One of our other popular flavours is the Dill and Spruce Tip. Although spruce tips grow all over Canada, it’s not super common to eat them. But in the Yukon it is, and they’re used in a lot of different products. The closer you get to the coastal forest, the spruce tips are bigger and a lot more citrusy. So sometimes we go down there and harvest them.


How does your business allow you to connect with your community?
The reason that my husband and I, and our family, are up here is for all the access to the outdoor activities that the Yukon has. So we're all about getting out and spending time on the ocean or in the mountains, and we share that with so many other Yukoners. Long weekends are when the grocery store gets raided for popcorn — everyone's going to be grabbing a bag, hitting the road, getting out of town, sitting around a campfire with a bag of popcorn. That's why, last year, we actually had a contest that ran through the summer. It was called #kkcadventure. We got people to share pictures of them eating our popcorn on their adventures. It was so cool. We had so many people from our community, and across Canada enter the contest. It was really exciting to see people enjoying our product and sharing their stories. 


Where does the popcorn production happen?
Right now production is in the shop on my property, which is about 20 minutes outside of town. But we've got a new building being built that's in Whitehorse. That extra space means we'll be able to purchase more equipment, so we'll be able to actually start implementing our marketing plans. It's a really exciting time for us because we're growing so much.
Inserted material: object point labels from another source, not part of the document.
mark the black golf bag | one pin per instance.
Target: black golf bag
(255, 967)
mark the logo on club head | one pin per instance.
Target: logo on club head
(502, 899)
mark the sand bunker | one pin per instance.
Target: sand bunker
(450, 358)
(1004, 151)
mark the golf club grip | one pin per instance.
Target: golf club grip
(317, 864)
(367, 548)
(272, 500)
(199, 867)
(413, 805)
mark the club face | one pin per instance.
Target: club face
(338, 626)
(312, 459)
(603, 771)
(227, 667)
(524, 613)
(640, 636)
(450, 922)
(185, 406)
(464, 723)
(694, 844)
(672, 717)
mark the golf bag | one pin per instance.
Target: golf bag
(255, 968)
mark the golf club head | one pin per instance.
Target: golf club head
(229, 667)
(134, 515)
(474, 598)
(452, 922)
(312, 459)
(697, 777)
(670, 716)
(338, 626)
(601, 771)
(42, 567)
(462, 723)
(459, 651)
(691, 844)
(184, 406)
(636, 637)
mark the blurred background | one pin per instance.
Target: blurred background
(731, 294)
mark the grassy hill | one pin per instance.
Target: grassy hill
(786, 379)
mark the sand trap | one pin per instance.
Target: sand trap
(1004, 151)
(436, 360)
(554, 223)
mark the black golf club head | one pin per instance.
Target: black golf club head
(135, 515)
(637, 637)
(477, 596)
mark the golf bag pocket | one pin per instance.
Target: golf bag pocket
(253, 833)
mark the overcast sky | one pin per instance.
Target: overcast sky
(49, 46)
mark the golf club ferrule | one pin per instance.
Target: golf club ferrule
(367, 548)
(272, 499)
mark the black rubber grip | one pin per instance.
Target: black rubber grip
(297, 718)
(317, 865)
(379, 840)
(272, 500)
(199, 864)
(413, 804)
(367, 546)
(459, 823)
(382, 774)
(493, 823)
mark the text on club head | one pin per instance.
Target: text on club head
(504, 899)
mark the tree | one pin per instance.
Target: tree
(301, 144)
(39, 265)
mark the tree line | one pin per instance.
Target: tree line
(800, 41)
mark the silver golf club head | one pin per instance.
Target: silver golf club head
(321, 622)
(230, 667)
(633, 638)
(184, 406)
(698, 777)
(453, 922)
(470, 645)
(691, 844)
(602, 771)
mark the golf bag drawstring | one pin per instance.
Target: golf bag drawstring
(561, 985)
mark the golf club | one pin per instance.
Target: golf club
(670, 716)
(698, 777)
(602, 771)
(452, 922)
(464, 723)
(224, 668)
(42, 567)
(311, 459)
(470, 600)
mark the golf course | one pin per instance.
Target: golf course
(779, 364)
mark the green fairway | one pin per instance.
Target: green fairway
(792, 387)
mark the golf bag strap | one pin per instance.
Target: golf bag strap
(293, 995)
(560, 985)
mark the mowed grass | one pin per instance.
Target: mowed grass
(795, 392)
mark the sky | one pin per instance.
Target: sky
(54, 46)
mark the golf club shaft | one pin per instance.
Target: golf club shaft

When we think back to how small we started, now I have two full-time girls working for me, they're both also moms. So they can work the same hours that their kids are in school and they can still pick up and drop off. They can take off PD days, they can take off holidays and it's is the same values that I built the company on. It feels really good to be able to now provide that employment opportunity to other people.


How do you cultivate joy?
Definitely maintaining that work-life balance, getting outside and enjoying the outdoors. It’s also super fun collaborating with different businesses. We love experimenting with different flavours. Just making coffee dates, and going out for lunch with people, and building honest relationships. That's definitely how I've built community around my business — just being open to people and sharing my story. It’s been wonderful.